Prospective Students

Physics is the study of how the universe works and why it works that way.  Our students have an innate curiosity about the world around them: from sub-atomic particles to exoplanets and everything in between.  While it is great to learn about how nature works and to understand why it works that way, getting a physics degree is as much about the career possibilities and making a difference in a world that is becoming increasingly technological.  A physics degree is an excellent choice to prepare for a wide variety of career options.

Physics is the basis for technological developments.  If you want to make a difference in medical imaging and new treatments or in the way the world communicates, you will need a solid foundation in physics.  If you want to change the way the world uses energy or the way people and goods are transported around the world you will need a solid foundation in physics.  It is hard to imagine the world without the revolutionary technological changes that have happened in the past one-hundred years: computers, satellite communications and global positioning, solar cells and rechargeable batteries, fibre optics and magnetic resonance imaging.  Physics was crucial to each of those developments and physics will be vital to finding new solutions for the world: whether you want to improve health, protect the environment, or connect the world.  Physics is the future.

In practical terms, a physics degree will help you stand out from the crowd when it comes time to apply for jobs.  Physics is a relatively rare degree (which also means that class sizes are not too large).  A university degree should be transformative.  That is you should be a different person when you graduate than you were when you started.  It is these changes that will make you highly employable when you graduate.  You’ll have learned problem solving and communication skills, how to create mathematical models and how to analyze complex data.  These are skills that are highly sought by employers.

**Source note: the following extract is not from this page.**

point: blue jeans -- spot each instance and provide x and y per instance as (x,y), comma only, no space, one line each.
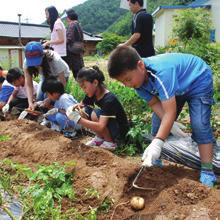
(200,114)
(40,95)
(62,120)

Some of the amazing technologies that have been made possible by studying physics. The images are presented in a fibonnacci spiral to reflect the underlying mathematical structure that is so important to physics: clockwise from the left, magnetic resonance imaging, hyperloop transportation, solar panel energy, fibre optic cables for high speed communications, satellite technology for communications and global positioning, the internet, a rechargeable lithium battery, and an apple as a shout-out to Newton.